Regardless of the alleged motivations for the RV definition amendment, MHARR has consistently maintained that there are only two valid and legitimate ways to address this issue: (1) either remove all RV references from the federal manufactured housing law and HUD regulations – which would then define “manufactured homes” as “dwellings” and thereby exclude non-“dwelling” RVs (as well as park models and every other non-“dwelling”), which the RV industry, of course, does not favor; or (2) proceed through the open, transparent and inclusive HUD regulatory process to revise the applicable regulatory definitions to address any legitimate concerns raised by the RV industry. Short of these two, any congressional consideration of this matter should be through the relevant authorizing committees, with full hearings and the opportunity for participation by all affected stakeholders.
MHARR has stated its preference for the second of the above two options, but cannot rule out an effort by non-RV stakeholders to strike all RV language once and for all if the RV industry persists in an ongoing effort to tamper with the federal law. That said, if this matter is followed-up through the HUD regulatory process, the RV industry – unlike its previous forays in the HUD regulatory process — will need to be prepared to address the questions and concerns of other program stakeholders, and not split between differing representation of RV and park model interests.

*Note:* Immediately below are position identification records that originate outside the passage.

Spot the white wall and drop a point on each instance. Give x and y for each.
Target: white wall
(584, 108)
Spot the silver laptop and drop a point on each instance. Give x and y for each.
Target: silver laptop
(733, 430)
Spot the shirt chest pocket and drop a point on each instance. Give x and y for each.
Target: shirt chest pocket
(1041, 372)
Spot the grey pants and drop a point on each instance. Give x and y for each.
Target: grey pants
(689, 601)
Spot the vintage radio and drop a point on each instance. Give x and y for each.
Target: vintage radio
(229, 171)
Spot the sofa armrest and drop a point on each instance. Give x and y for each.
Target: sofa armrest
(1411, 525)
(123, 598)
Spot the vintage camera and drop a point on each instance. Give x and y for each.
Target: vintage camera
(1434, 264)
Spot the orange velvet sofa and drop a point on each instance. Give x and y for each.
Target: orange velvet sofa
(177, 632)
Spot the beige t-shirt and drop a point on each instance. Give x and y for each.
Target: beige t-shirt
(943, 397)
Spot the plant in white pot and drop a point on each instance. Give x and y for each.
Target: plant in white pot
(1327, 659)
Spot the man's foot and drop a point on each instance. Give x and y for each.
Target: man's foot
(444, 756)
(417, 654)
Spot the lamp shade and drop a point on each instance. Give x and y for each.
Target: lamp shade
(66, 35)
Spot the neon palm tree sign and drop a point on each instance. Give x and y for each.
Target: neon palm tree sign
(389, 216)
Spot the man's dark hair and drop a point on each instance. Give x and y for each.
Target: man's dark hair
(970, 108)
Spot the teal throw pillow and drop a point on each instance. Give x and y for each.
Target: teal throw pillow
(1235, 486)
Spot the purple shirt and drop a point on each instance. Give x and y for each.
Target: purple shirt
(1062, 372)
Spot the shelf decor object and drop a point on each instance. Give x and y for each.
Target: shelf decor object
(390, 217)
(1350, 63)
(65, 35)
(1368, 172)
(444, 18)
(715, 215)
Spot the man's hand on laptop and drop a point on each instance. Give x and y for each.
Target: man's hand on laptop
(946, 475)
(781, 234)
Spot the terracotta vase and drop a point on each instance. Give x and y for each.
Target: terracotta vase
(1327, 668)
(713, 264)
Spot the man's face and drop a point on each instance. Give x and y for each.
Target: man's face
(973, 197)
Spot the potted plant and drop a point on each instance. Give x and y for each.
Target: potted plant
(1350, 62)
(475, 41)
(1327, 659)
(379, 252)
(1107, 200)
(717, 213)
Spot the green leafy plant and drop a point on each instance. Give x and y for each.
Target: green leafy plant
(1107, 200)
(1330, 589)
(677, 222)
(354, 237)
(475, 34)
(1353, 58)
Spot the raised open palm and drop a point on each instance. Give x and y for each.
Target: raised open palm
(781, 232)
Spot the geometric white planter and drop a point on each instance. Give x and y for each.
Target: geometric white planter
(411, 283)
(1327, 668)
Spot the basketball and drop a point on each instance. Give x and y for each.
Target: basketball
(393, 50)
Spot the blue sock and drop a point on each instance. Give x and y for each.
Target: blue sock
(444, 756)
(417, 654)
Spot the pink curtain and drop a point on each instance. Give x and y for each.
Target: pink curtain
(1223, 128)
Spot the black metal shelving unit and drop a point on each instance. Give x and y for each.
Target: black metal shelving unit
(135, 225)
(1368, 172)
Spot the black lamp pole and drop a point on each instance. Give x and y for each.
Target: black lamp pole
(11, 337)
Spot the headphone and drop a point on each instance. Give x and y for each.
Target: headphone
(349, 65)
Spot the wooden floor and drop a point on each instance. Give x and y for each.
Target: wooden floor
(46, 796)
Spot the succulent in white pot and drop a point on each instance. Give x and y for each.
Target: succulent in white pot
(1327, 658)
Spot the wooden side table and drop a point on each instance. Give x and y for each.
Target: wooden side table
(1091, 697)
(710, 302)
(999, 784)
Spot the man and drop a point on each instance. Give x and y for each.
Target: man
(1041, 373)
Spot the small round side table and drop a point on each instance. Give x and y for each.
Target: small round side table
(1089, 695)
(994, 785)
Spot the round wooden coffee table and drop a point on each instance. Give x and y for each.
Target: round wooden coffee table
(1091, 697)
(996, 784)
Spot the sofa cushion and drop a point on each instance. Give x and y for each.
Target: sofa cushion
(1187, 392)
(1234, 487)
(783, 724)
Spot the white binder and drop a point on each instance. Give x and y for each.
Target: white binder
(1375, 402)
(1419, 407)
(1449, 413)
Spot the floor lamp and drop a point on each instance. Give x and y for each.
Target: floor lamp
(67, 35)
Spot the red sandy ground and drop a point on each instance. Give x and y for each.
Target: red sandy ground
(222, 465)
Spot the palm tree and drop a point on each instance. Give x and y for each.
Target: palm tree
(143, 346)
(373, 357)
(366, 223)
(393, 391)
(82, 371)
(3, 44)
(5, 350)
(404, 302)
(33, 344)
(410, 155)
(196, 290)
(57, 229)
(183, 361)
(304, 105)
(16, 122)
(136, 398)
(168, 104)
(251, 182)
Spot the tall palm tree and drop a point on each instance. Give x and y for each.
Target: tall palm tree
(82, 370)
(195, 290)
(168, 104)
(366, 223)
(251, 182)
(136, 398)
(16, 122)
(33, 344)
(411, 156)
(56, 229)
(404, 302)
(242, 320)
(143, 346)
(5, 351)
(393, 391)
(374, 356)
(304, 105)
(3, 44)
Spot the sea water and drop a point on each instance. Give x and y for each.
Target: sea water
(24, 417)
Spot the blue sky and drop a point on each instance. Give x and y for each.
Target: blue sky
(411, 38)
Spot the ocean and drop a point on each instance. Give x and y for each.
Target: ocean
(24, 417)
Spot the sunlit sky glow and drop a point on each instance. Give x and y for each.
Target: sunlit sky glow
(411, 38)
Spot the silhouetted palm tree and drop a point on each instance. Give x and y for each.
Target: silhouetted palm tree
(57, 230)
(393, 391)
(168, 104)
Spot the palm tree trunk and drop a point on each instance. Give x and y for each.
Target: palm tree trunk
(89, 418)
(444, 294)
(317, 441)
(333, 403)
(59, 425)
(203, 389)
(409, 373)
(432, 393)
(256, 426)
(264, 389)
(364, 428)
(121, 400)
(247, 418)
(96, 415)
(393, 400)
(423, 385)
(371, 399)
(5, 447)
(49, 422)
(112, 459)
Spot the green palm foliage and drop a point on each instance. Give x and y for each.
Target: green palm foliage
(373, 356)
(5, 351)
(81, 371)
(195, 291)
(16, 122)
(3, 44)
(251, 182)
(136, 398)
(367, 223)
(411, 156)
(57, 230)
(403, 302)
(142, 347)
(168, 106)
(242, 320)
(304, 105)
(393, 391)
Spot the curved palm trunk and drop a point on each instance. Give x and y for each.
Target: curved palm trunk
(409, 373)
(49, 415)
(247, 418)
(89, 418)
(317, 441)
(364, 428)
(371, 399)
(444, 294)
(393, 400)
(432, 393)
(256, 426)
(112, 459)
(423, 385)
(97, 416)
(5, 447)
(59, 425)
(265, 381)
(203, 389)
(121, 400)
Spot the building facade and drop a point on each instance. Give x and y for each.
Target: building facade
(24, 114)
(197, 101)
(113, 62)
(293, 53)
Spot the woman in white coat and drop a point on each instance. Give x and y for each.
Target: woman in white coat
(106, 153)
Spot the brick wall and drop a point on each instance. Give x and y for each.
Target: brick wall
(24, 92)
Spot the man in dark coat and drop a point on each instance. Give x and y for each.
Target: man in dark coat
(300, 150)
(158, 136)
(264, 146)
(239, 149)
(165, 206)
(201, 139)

And it currently appears that Congress, in a compromise gesture consistent with MHARR’s call for a regulatory (rather than legislative) approach to this matter, may be moving in the same direction. Thus, while RV language has not been included in the appropriations bills currently pending in both Houses, language is possible in the Senate THUD subcommittee report on the FY 2015 HUD appropriations bill that would direct this matter back to HUD and its regulatory process.
Based on all of the above, and pending the June 5, 2014 full Senate Appropriations Committee mark-up, MHARR continues to urge the entire HUD Code industry to: (1) not take this matter too lightly; and (2) contact their representatives and senators in to urge them not to support the inclusion of an expanded RV/park model exemption in the federal manufactured housing law and instead support a return of this matter to HUD to be addressed through the HUD regulatory process.